As an example, Paul Hellyer's statements to the Exopolitics conference in Toronto were mocked and ridiculed by filmmaker Paul Kimball of Redstar Films based in Halifax, Nova Scotia. Kimball's views are of some significance as he is one of the few Canadians to have an interest and financial stake in producing documentary films on UFO related topics. His documentaries include "Stanton T. Friedman IS Real" and "Do You Believe in Majic?" He is currently working on film documentaries on cattle mutilations and the ten best UFO cases.

Paul commented:

Here is the sly smear part, right up front. According to Heath, my views are of "some significance" because I have an "interest and financial stake in producing documentary films on UFO related topics." This is no different than stating that Stan's views (or anyone's, for that matter) on Roswell, or MJ-12, are of significance because "he has an interest and financial stake" in writing / lecturing about Roswell, or MJ-12. It is designed to make me look like I'm in this just for the money.


No Paul, that remark isn't designed to infer you're only in it for the money. As I read it, it means exactly what it says, namely, that because you are a professional actually in the field, your views carry some import.

How you somehow conclude that the there is an implication that you're a money grabbing so and so who's only interest is in pocketing cash is beyond me.

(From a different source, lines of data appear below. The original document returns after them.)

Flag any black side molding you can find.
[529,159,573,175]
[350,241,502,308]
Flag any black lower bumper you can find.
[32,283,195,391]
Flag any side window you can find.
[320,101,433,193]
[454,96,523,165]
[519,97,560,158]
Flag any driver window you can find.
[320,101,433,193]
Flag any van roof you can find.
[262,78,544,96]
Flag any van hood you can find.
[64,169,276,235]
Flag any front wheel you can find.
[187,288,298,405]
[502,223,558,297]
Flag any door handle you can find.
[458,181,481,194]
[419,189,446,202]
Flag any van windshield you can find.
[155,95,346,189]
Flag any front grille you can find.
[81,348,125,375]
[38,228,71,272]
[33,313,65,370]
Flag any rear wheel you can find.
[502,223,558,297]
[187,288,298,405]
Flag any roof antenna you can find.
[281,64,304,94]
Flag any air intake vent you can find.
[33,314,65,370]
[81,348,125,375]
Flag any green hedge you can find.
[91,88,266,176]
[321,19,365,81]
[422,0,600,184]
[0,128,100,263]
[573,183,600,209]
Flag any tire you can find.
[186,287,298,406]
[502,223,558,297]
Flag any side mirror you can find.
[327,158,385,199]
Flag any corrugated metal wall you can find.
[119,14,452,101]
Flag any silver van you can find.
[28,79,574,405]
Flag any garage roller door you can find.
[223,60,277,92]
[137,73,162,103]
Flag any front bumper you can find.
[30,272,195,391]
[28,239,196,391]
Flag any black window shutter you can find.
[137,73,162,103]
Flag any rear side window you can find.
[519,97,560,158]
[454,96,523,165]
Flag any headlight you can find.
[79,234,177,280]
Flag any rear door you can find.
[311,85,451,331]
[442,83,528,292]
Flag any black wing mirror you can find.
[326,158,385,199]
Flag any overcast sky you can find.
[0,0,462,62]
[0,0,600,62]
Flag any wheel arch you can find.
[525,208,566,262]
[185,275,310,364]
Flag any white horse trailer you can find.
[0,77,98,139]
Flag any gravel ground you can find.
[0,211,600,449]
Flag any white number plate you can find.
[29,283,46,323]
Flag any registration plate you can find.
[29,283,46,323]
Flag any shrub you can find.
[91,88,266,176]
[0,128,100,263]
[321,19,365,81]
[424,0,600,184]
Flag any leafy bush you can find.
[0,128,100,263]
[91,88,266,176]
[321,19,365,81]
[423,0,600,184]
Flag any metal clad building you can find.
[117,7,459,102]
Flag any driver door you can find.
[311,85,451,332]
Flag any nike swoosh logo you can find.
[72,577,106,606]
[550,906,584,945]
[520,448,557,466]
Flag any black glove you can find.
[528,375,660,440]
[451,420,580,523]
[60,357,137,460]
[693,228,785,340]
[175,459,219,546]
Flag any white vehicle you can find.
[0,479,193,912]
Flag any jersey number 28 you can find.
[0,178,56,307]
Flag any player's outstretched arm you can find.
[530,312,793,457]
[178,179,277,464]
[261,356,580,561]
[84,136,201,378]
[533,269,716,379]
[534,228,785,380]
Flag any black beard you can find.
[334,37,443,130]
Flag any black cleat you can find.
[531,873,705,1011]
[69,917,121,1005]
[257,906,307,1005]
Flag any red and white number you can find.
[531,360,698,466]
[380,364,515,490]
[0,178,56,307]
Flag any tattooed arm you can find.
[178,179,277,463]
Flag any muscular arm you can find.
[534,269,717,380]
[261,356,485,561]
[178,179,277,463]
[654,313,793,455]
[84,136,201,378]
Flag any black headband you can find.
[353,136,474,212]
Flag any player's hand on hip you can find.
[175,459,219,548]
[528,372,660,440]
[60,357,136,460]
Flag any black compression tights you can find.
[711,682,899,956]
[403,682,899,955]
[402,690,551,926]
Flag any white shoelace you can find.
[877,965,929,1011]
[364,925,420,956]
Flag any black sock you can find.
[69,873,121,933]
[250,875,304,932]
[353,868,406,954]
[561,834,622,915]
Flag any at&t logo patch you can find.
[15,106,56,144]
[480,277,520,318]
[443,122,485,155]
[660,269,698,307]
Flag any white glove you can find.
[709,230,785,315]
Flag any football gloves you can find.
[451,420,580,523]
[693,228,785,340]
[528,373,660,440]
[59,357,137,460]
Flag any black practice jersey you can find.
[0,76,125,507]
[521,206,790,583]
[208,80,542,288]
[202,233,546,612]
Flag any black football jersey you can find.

And whilst we're about it, how exactly is it wrong to make money out of Ufology anyway? Is it because in most people' minds, the only way it can be done is by pulling the wool over people's eyes and selling them a pile of crap? In other words, cheating people?

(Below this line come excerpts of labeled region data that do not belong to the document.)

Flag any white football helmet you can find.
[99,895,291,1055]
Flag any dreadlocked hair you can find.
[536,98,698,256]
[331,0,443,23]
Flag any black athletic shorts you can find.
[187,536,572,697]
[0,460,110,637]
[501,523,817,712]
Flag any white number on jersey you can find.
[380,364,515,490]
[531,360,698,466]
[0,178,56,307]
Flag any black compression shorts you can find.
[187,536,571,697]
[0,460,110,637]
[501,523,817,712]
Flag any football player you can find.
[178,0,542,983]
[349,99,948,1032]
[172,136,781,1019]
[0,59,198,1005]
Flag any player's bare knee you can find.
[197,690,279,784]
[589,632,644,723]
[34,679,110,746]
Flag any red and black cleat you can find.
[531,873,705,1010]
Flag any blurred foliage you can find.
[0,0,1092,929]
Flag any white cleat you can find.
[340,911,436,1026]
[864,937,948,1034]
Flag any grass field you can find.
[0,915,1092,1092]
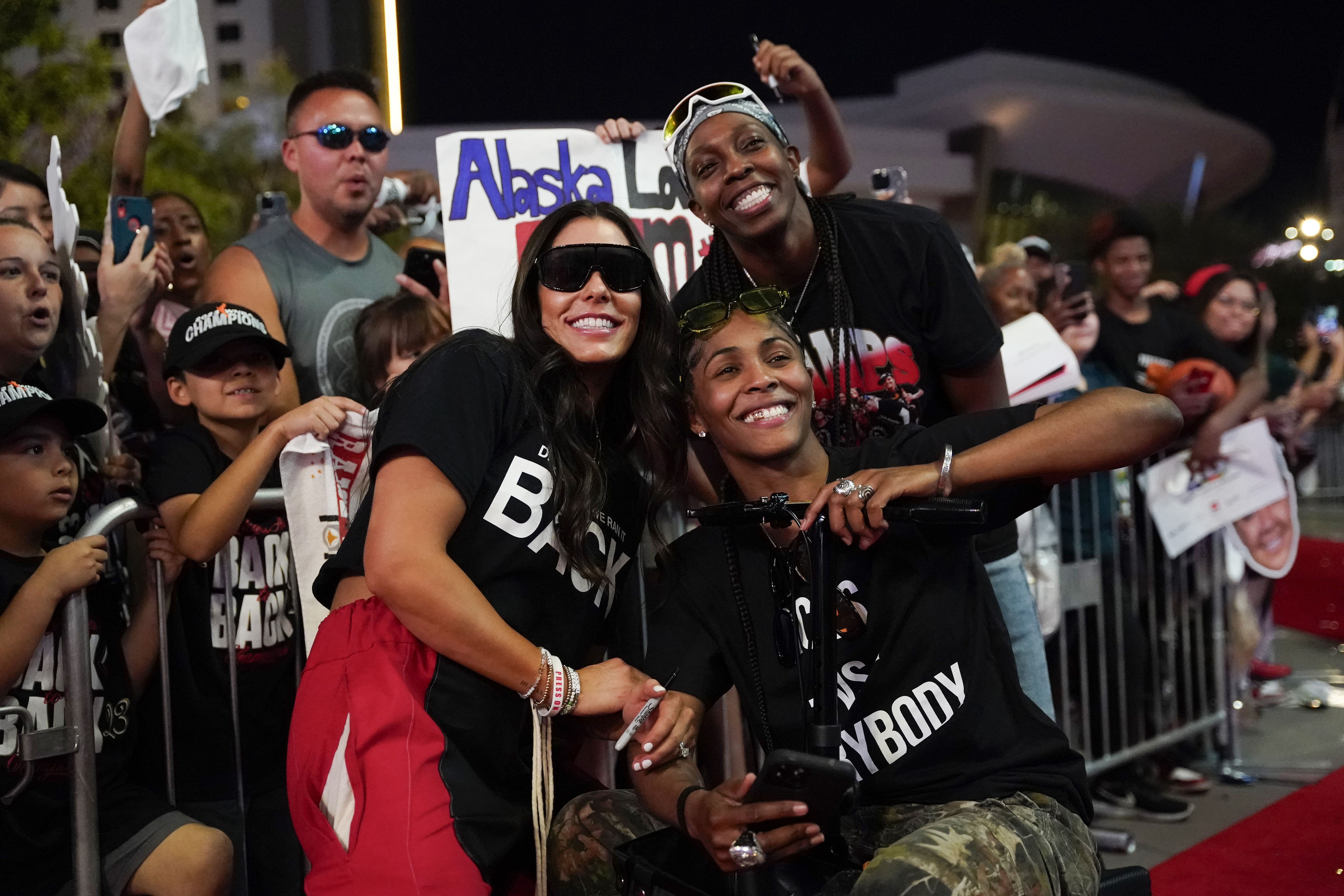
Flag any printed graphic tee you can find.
[0,551,148,893]
[313,330,648,877]
[646,404,1091,821]
[1090,298,1250,392]
[137,420,296,802]
[672,199,1003,441]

I have a pile of books on my book shelves which have greatly assissted me in my understanding of this subject. If I had copies of your documentaries, I know I would feel the same way. I have enjoyed and appreciated every conference I have ever been to, even the bad ones.

We have a distorted attitude to this.

Paul Kimball said...


There's no problem with making money. Never has been, never will be - unless it can be demonstrated that it has compromised a person's objectivity.

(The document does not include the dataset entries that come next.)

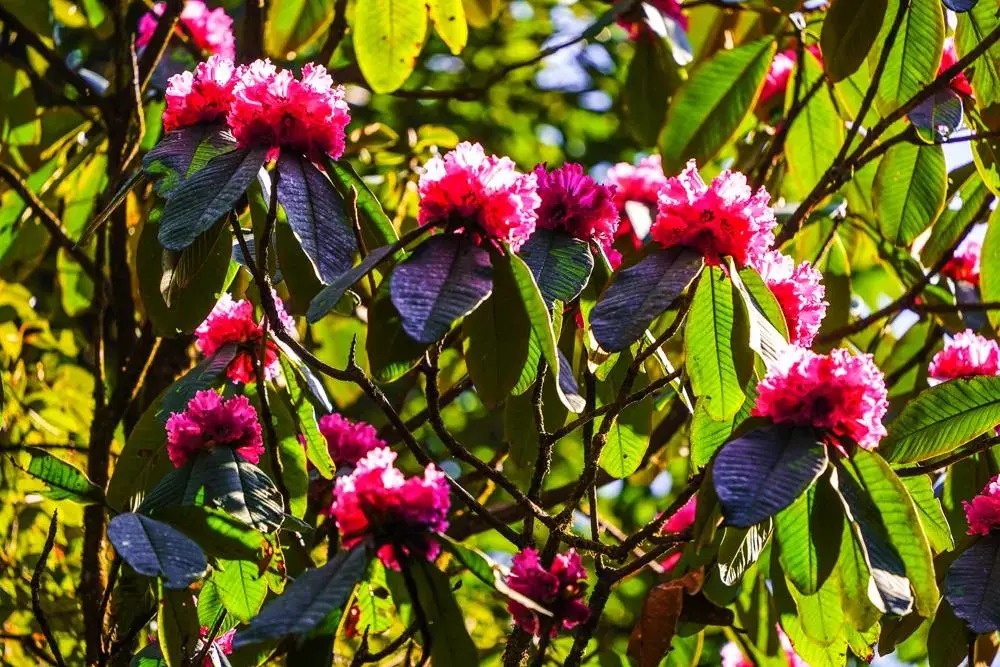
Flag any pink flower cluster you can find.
[753,250,829,347]
[167,390,264,468]
[753,347,889,449]
[535,162,618,247]
[135,0,236,58]
[319,413,388,467]
[194,292,295,384]
[650,160,777,267]
[927,329,1000,382]
[163,57,351,161]
[941,237,983,285]
[962,475,1000,535]
[330,447,451,571]
[163,56,236,132]
[507,548,590,637]
[419,141,541,252]
[605,155,667,248]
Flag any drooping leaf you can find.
[233,549,365,648]
[945,535,1000,634]
[390,234,493,343]
[872,143,948,245]
[712,426,828,528]
[879,377,1000,463]
[820,0,888,82]
[278,152,358,284]
[108,512,208,589]
[159,147,267,250]
[660,37,777,174]
[590,247,702,352]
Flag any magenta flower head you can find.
[535,162,618,246]
[962,476,1000,535]
[163,56,236,132]
[419,141,541,252]
[754,250,829,347]
[927,329,1000,382]
[650,160,777,267]
[167,390,264,468]
[319,413,388,466]
[507,548,590,637]
[604,155,667,248]
[135,0,236,59]
[228,60,351,162]
[330,447,451,571]
[194,292,295,384]
[753,347,889,450]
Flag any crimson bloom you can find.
[754,250,829,347]
[228,60,351,161]
[927,329,1000,382]
[507,548,590,637]
[167,389,264,468]
[535,162,618,246]
[605,155,667,248]
[753,347,889,449]
[650,160,777,267]
[135,0,236,59]
[330,447,451,571]
[962,475,1000,535]
[163,56,236,132]
[419,141,541,252]
[194,292,295,384]
[319,413,388,466]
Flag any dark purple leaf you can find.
[390,234,493,343]
[590,247,702,352]
[278,153,358,284]
[517,229,594,308]
[159,146,267,250]
[944,534,1000,634]
[712,425,828,528]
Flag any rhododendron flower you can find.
[228,60,351,162]
[941,237,983,285]
[753,347,889,449]
[604,155,667,248]
[167,389,264,468]
[194,292,295,384]
[419,141,541,252]
[927,329,1000,382]
[938,37,972,97]
[319,414,387,466]
[754,250,828,347]
[135,0,236,59]
[962,475,1000,535]
[507,548,590,637]
[650,160,777,267]
[163,56,236,132]
[330,447,451,571]
[535,162,618,245]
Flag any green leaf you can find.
[352,0,427,93]
[660,37,777,174]
[25,448,104,505]
[820,0,888,82]
[212,560,267,623]
[872,142,948,246]
[841,449,940,618]
[427,0,469,56]
[463,251,536,407]
[955,0,1000,108]
[879,376,1000,463]
[775,481,844,595]
[684,266,752,421]
[868,0,945,116]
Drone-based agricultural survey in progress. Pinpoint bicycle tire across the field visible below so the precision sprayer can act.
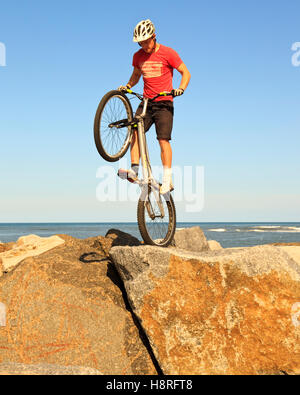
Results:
[94,90,133,162]
[137,191,176,247]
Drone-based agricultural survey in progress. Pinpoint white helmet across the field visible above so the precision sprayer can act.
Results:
[133,19,155,43]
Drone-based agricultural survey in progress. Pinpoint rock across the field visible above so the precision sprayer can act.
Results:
[207,240,223,251]
[0,235,64,275]
[0,235,157,375]
[110,246,300,375]
[172,226,209,251]
[105,229,141,247]
[0,362,102,376]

And I know how sly smears like Heath's work - they've been using them against Stan for years. I agree that the "financial interest" part is totally irrelevant - so why mention it, other than to imply that "this person is not pure of motive, he's just in it for the money."

But that's ufology at the extremes (both pro and anti ET) - play nasty, make it personal, and fight dirty - and then exercise a double standard when it comes to condemning debunkers vs. believers.

No wonder most people stay away.


Paul Kimball said...


Exactly - some people are obsessed with UFOs, to the point where they become fanatics (this applies to both believers and debunkers). It starts to colour their thinking about everything. It's sad, frankly. They do indeed need to get out more, and enjoy life - and stop pretending that they're Obi-wan Kenobi fighting the dark forces of injustice and evil. If there really are dark forces of injustice and evil, I suspect they have bigger fish to fry than ufologists.

Now, off to the bar for a few pints!